Si è in presenza, in sostanza di una questione che attiene alla ricostruzione del fatto e che, in assenza di vizio di travisamento della prova, è sottratta al controllo del giudice di legittimità.
Ad analoga conclusione deve giungersi con riferimento alle censure mosse alla sentenza impugnata con riguardo all’assenta mancanza dell’elemento soggettivo del reato. Essendosi in presenza di delitto di natura dolosa, si sostiene, la mancanza di prova certa circa la consapevolezza e la volontà dell’illecito avrebbe dovuto condurre ad una sentenza assolutoria, a tale conclusione dirigendosi le dichiarazioni testimoniali che i giudici di merito hanno erroneamente valutato. La sentenza di primo grado in modo più diffuso e quella di appello in modo assai più sintetico hanno affermato che i trasportatori operavano da tempo tramite la coop. R.A.T. in favore delle medesime società, così che
conoscevano perfettamente le caratteristiche del prodotto, le regole in vigore e la situazione delle aziende presso cui effettuavano i trasporti; sulla base di tali elementi di fatto i giudici di merito hanno ritenendo provato che la chiara situazione di fatto in cui i trasportatori operavano escluda la invocata buona fede o la sussistenza di un vero e proprio errore.

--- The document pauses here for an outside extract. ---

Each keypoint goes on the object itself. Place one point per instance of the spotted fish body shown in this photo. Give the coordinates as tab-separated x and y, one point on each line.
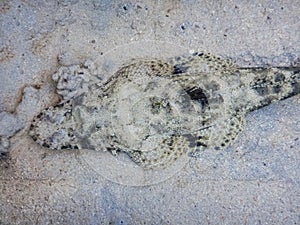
157	110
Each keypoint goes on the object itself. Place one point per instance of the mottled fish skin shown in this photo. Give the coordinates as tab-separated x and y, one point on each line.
157	110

Appare evidente alla Corte che si è ancora un volta in presenza di una censura che si dirige nella sostanza alla valutazione della prova effettuata dai giudici e che non appare sostenuta da elementi probatori (le dichiarazioni testimoniali ampiamente richiamate prima nei motivi di appello e poi in quelli di ricorso) decisivi ed univoci: si tratta di testimonianze che prospettano una ricostruzione dei fatti e delle relazioni tra le aziende diversa da quella fatta propria dai giudici di merito sulla base di una serie di elementi fattuali che sono stati ritenuti univoci nel condurre a conclusioni sfavorevoli agli imputati. In questo contesto la Corte ritiene che il contenuto del ricorso esuli dalle proprie attribuzioni quali definite al punto 4 che precede.

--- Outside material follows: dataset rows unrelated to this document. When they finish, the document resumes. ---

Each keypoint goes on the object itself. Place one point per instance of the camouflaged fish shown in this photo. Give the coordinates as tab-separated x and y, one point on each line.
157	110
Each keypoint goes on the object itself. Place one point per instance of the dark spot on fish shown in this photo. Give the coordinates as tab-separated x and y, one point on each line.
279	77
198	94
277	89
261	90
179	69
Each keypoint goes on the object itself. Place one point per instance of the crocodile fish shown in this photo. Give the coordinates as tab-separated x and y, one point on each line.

6. In sede di discussione la Difesa al fine di escludere la sussistenza del reato di illecito trasporto ha introdotto un argomento non compreso nei motivi di ricorso, in particolare invocando la disciplina introdotta con il d.lgs. n.4 del 16 Gennaio 2008. Ritiene la Corte che la prospettazione difensiva non possa trovare accoglimento. La natura di rifiuto pericoloso del DMF e le modalità con cui veniva trattato non sembrano giustificare la conclusione secondo cui la disciplina fissata dalla normativa introdotta col citato decreto del 2008 sottrarrebbe il prodotto alle cautele previste per i “rifiuti”. In effetti, l’art.18-bis del decreto ora richiamato ha sostituito l’art.18l-bis del d.lgs. 3 aprile 2006, n. 152 nei termini che seguono:
“1. Non rientrano nella definizione di cui all’articolo 183, comma 1, lettera a), le materie, le sostanze e i prodotti secondari definiti dal decreto ministeriale di cui al comma 2, nel rispetto dei seguenti criteri, requisiti e condizioni:
a) siano prodotti da un‘operazione di riutilizzo, di riciclo o di recupero di rifiuti; b) siano individuate la provenienza, la tipologia e le caratteristiche dei rifiuti dai quali si possono produrre;
c) siano individuate le operazioni di riutilizzo, di riciclo o di recupero che le producono, con particolare riferimento alle modalità ed alle condizioni di esercizio delle stesse; d) siano precisati i criteri di qualità ambientale, i requisiti merceologici e le altre condizioni necessarie per l’immissione in commercio, quali norme e standard tecnici richiesti per l’utilizzo, tenendo conto del possibile rischio di danni all’ambiente e alla salute derivanti dall’utilizzo o dal trasporto del materiale, delta sostanza o del prodotto secondario;
e) abbiano un effettivo valore economico di scambio sul mercato.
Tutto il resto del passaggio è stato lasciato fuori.